The Sanders portrait was compared with the frontispiece portrait (Droeshout engraving) in the first folio edition of Shakespeare’s dramas (1623), confirmed by Shakespeare’s friend and colleague Ben Jonson. It was also compared with the Chandos portrait (National Portrait Gallery, London) and the Flower portrait (Royal Shakespeare Collection, Stratford-upon-Avon). The two BKA test procedures for determining identity showed so many significant differences and deviations that the sitter of the Sanders portrait cannot be identified with Shakespeare.

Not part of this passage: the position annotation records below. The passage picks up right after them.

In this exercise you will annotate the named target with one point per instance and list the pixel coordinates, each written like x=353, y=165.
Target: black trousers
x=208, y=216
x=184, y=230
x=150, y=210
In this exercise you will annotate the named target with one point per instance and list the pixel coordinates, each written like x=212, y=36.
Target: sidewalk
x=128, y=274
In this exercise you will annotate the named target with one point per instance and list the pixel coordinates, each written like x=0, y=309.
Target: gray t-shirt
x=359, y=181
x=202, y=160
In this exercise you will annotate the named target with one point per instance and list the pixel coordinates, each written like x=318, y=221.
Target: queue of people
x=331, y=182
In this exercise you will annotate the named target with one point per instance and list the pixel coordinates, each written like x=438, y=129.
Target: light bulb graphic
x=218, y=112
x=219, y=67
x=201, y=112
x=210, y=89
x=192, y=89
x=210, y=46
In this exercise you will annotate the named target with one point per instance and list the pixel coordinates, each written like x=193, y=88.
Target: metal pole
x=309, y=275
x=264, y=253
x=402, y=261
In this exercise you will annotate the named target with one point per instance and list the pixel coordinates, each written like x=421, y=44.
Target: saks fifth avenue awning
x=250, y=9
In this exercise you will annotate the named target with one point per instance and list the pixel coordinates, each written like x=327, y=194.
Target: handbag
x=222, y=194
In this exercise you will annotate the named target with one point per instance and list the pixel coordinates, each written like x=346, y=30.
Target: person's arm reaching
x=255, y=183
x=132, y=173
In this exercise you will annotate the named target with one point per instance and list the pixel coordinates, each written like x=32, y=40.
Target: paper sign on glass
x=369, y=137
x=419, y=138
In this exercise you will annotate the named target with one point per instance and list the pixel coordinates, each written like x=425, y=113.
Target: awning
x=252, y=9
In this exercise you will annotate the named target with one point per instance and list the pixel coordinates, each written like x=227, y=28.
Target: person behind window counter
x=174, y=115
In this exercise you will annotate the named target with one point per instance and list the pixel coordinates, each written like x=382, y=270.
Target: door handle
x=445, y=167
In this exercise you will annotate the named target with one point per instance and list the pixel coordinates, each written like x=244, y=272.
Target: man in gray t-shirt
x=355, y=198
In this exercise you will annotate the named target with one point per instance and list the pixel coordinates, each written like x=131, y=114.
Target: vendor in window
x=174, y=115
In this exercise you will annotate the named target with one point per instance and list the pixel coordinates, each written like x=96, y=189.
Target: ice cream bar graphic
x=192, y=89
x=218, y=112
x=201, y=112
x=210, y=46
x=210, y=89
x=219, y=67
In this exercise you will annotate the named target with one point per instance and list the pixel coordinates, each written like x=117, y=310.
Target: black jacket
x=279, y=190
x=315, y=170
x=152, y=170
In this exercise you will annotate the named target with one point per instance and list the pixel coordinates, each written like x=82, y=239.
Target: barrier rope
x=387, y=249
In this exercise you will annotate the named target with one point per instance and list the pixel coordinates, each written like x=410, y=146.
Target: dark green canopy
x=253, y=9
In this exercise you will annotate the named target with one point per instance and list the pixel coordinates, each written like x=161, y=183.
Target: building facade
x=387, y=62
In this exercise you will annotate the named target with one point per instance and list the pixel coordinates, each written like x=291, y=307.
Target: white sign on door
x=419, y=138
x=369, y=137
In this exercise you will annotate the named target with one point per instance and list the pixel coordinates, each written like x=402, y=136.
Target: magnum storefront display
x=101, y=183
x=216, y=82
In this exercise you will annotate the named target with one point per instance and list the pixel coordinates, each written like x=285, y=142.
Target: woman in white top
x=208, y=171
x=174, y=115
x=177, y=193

In 1995, the Mainz-based scholar was able to prove the authenticity of the Darmstadt Shakespeare death mask, the Chandos and the Flower portraits with the help of BKA specialists and medical experts. In the following years, this was confirmed repeatedly by new findings and the application of more recent scientific research methods as well as further medical expert opinions. Professor Hammerschmidt-Hummel published her results in Shakespeare-Jahrbuch (1996), in Anglistik (Sept., 1996, and March, 1998), and in Symbolism, ed. Professor Ruediger Ahrens (New York: AMS, 2000): “What did Shakespeare look like? Authentic portraits and the death mask. Methods and results of the tests of authenticity”.